Di bidang ekonomi, pemerintah kolonial membangun terusan Tano Ponggol tahun 1907-1910, dan diresmikan 1913. Dengan dibangunnya terusan itu, maka Pangururan menjadi pusat niaga bagi kampung-kampung di utara Samosir, pesisir Tao Silalahi dan kampung-kampung di sisi barat Samosir dan danau Toba.


Disisi lain adanya politik adu domba, pemerintah kolonial melakukan politik pecah-belah. Untuk memutus dominasi marga Sitanggang. Bius Pangururan dipecah tiga menjadi Bius Sitanggang, Bius Simbolon, dan Bius Naibaho. 

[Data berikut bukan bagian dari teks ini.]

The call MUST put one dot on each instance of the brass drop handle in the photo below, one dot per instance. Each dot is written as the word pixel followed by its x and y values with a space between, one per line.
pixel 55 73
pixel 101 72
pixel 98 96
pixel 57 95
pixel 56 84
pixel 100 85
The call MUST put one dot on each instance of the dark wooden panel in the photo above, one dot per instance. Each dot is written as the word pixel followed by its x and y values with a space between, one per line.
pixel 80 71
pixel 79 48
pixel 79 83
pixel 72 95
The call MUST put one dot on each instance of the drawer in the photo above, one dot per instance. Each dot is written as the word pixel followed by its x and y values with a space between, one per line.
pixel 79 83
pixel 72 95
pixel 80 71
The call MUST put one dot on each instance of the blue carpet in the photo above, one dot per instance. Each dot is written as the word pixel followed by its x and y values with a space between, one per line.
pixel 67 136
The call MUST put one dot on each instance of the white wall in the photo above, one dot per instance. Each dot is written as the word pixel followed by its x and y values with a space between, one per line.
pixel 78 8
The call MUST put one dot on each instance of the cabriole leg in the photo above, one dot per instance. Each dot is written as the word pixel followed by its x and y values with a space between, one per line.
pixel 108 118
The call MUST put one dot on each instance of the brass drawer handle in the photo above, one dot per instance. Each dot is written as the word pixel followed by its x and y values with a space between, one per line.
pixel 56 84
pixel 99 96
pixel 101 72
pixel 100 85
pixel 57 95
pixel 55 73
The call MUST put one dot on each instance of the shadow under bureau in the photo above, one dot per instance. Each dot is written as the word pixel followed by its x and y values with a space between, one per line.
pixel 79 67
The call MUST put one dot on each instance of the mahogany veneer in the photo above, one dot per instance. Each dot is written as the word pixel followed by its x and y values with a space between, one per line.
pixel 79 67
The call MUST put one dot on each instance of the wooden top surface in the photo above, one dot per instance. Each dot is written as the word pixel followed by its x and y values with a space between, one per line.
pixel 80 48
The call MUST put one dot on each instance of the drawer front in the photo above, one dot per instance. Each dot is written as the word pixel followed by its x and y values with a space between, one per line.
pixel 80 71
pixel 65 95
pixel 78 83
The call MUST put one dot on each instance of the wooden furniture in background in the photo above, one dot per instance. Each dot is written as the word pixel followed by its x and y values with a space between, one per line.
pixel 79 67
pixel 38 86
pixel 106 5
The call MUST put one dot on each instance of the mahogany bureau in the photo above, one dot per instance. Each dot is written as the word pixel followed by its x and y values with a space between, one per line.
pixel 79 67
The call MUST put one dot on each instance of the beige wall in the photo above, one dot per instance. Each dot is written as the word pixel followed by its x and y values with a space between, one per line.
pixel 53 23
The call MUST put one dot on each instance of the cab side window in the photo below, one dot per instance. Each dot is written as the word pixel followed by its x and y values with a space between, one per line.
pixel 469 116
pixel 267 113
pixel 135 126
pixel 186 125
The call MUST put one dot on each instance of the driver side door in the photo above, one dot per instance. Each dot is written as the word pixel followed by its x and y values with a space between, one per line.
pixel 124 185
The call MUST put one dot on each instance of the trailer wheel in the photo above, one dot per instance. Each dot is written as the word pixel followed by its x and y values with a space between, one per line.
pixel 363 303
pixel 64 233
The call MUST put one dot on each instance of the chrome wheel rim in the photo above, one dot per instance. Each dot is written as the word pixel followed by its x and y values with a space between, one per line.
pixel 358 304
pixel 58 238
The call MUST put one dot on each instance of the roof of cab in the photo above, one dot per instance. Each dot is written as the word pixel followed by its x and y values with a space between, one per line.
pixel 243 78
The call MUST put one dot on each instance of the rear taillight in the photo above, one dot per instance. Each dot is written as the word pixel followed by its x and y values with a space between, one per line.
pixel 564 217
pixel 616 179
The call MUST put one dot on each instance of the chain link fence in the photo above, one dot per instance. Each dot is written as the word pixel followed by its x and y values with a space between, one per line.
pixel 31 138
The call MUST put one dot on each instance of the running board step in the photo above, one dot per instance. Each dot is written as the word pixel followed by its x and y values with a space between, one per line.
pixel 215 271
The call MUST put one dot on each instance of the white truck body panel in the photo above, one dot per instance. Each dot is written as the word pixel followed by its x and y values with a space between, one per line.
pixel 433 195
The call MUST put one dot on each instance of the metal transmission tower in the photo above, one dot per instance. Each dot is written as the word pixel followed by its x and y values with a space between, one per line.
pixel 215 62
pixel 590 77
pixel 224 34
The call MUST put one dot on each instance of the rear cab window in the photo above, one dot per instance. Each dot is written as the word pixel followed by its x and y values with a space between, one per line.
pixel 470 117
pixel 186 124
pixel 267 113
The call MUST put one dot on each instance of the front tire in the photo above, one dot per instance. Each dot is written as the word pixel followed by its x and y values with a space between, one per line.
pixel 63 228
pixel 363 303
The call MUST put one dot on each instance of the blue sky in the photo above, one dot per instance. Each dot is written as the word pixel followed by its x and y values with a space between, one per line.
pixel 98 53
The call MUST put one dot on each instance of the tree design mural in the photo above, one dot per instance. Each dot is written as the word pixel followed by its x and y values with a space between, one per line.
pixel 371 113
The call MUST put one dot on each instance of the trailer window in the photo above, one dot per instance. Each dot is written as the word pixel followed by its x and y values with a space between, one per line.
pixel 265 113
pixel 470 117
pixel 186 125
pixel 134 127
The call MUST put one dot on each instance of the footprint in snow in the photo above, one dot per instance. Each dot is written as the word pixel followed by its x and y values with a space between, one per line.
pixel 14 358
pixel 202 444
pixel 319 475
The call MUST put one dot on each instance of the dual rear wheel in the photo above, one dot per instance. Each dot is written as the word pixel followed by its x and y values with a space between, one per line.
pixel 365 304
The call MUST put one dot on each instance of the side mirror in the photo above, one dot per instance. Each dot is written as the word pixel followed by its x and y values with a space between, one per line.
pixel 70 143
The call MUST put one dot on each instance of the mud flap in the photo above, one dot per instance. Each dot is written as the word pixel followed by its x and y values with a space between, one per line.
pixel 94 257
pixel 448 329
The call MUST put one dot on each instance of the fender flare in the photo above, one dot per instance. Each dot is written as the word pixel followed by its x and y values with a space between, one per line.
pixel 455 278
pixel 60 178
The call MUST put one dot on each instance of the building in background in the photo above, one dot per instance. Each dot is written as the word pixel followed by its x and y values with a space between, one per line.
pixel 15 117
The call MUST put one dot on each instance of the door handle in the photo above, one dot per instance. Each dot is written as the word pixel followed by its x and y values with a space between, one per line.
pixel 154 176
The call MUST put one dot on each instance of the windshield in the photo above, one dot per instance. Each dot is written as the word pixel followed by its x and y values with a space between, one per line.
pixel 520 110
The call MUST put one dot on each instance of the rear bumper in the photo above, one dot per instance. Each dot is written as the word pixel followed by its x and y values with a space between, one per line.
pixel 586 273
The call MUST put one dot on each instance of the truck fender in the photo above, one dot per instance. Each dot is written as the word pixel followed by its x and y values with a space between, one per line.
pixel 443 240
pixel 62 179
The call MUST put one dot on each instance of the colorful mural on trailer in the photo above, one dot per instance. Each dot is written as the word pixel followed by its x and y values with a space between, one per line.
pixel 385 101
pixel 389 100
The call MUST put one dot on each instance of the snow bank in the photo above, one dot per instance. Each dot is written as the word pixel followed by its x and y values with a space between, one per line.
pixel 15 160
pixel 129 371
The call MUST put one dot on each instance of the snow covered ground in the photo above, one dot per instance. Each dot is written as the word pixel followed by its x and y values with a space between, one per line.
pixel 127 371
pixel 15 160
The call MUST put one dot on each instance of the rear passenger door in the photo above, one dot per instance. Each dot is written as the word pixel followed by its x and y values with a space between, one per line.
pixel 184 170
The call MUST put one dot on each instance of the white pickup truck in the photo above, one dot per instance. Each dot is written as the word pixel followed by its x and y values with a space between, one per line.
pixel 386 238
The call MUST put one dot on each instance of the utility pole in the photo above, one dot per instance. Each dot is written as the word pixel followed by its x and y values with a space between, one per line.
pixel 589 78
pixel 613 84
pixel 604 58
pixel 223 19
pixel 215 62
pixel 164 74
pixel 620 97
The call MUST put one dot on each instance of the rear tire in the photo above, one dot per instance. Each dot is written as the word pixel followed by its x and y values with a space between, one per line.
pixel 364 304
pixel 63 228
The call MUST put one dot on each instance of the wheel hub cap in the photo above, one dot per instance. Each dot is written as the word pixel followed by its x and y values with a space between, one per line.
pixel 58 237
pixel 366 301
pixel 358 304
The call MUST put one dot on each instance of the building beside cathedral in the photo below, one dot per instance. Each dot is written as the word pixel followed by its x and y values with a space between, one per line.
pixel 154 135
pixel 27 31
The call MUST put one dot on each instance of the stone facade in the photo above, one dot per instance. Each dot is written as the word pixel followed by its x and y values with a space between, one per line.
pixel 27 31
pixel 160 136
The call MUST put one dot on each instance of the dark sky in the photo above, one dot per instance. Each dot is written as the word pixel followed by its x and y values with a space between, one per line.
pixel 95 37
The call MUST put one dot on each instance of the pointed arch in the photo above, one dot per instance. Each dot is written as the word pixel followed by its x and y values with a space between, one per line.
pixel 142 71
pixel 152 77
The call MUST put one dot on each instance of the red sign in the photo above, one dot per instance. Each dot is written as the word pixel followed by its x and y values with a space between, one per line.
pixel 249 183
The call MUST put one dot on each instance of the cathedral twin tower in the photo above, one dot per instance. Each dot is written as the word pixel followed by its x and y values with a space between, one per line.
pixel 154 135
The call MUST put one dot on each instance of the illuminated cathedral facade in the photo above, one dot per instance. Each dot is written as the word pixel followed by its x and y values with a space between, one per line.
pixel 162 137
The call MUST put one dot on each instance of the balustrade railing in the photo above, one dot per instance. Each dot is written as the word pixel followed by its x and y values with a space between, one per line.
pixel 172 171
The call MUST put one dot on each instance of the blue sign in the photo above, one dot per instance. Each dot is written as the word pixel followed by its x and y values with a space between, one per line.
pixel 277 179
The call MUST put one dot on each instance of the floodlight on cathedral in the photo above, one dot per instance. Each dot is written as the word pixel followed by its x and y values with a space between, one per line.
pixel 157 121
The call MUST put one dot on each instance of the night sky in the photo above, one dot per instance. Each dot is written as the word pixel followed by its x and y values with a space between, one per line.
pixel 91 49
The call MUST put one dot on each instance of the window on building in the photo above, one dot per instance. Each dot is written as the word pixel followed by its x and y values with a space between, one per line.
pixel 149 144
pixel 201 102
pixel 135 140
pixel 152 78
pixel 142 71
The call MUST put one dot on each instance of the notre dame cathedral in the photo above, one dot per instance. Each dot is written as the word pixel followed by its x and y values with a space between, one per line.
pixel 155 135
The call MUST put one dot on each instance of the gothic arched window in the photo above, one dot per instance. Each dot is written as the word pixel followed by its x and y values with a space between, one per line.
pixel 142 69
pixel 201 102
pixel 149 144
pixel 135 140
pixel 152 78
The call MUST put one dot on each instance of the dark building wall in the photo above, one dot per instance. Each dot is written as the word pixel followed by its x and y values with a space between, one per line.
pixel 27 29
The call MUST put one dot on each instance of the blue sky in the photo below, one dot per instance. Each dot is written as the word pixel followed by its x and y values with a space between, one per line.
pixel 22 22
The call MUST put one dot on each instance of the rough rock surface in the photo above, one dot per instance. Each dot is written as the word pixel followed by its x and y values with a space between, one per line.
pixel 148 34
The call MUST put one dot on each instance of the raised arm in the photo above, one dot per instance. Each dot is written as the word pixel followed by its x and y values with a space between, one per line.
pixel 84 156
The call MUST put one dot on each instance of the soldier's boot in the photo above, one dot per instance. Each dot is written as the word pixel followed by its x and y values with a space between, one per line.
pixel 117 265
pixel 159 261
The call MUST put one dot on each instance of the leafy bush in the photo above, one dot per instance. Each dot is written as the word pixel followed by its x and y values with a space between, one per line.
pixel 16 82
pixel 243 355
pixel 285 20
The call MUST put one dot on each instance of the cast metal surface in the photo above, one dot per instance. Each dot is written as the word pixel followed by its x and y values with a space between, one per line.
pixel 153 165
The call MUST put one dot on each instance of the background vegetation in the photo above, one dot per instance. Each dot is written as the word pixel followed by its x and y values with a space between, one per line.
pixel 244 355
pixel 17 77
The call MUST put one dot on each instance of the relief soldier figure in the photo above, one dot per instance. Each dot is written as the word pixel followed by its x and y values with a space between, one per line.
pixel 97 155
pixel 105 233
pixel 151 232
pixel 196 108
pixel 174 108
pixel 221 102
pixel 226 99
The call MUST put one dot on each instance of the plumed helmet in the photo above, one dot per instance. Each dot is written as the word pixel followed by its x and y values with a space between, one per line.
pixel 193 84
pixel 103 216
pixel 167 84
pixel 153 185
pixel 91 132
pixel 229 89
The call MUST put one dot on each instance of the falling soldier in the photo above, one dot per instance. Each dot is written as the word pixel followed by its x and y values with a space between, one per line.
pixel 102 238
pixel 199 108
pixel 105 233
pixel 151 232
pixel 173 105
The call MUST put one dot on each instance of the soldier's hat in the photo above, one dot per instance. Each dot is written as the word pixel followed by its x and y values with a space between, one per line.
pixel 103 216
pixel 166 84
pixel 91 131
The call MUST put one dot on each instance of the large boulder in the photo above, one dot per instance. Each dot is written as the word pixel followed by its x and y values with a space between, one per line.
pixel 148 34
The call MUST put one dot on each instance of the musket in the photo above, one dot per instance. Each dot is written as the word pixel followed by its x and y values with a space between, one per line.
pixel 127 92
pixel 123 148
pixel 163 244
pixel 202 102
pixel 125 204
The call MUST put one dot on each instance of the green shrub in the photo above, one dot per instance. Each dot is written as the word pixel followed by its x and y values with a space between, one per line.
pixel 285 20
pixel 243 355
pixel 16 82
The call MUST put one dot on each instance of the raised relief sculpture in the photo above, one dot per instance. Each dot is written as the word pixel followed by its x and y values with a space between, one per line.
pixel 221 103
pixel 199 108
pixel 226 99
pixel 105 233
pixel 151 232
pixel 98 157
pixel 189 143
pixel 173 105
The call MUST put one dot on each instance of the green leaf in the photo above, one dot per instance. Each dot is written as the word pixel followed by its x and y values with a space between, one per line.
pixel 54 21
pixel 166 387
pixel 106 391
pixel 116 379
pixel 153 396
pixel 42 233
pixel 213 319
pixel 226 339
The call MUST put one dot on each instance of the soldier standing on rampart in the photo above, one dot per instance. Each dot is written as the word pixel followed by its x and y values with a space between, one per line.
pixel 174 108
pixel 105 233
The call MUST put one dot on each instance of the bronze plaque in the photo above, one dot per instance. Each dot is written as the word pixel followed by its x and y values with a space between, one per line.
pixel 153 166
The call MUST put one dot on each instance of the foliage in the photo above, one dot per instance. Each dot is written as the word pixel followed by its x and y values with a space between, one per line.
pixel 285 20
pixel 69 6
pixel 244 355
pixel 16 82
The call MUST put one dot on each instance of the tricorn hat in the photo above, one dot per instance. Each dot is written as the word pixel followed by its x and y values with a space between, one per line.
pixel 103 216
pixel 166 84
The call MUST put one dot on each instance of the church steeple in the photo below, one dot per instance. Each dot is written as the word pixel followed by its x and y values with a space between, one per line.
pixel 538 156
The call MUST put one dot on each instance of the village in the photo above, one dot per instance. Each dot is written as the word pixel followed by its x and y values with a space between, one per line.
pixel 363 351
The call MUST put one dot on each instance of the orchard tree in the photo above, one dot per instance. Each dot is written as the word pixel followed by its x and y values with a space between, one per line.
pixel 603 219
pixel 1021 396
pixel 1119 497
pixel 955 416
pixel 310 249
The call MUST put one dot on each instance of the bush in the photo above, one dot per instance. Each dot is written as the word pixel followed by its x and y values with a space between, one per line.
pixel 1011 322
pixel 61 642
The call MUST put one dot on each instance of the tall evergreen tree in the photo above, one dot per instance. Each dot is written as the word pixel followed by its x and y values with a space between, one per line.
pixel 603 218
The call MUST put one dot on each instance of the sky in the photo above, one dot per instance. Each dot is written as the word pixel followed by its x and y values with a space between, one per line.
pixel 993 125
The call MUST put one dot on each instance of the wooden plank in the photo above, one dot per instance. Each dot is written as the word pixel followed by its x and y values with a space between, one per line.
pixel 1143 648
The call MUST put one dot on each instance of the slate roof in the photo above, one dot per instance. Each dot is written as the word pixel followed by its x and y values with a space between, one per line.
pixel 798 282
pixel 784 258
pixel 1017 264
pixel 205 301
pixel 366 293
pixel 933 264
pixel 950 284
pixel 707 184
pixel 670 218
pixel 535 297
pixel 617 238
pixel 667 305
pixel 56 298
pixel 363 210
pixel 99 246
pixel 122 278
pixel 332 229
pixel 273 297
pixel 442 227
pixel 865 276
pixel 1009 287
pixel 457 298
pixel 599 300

Pemecahan bius itu memungkinkan marga Naibaho membuka Onan Tajur di area ulayatnya, di ujung selatan Tano Ponggol. Onan ini masih hidup sampai akhir 2010-an, walau pemerintah daerah sudah membangun onan baru di Desa Pardomuan I, arah tenggara Onan Tajur.


Pangururan mengalami perubahan revolusioner, dari parhutaan (kumpulan kampung) menjadi perkotaan kecil. Sepanjang masa penjajahan Belanda, dan sebenarnya hingga kini, Pangururan menjadi satu-satunya kota di Pulau Samosir.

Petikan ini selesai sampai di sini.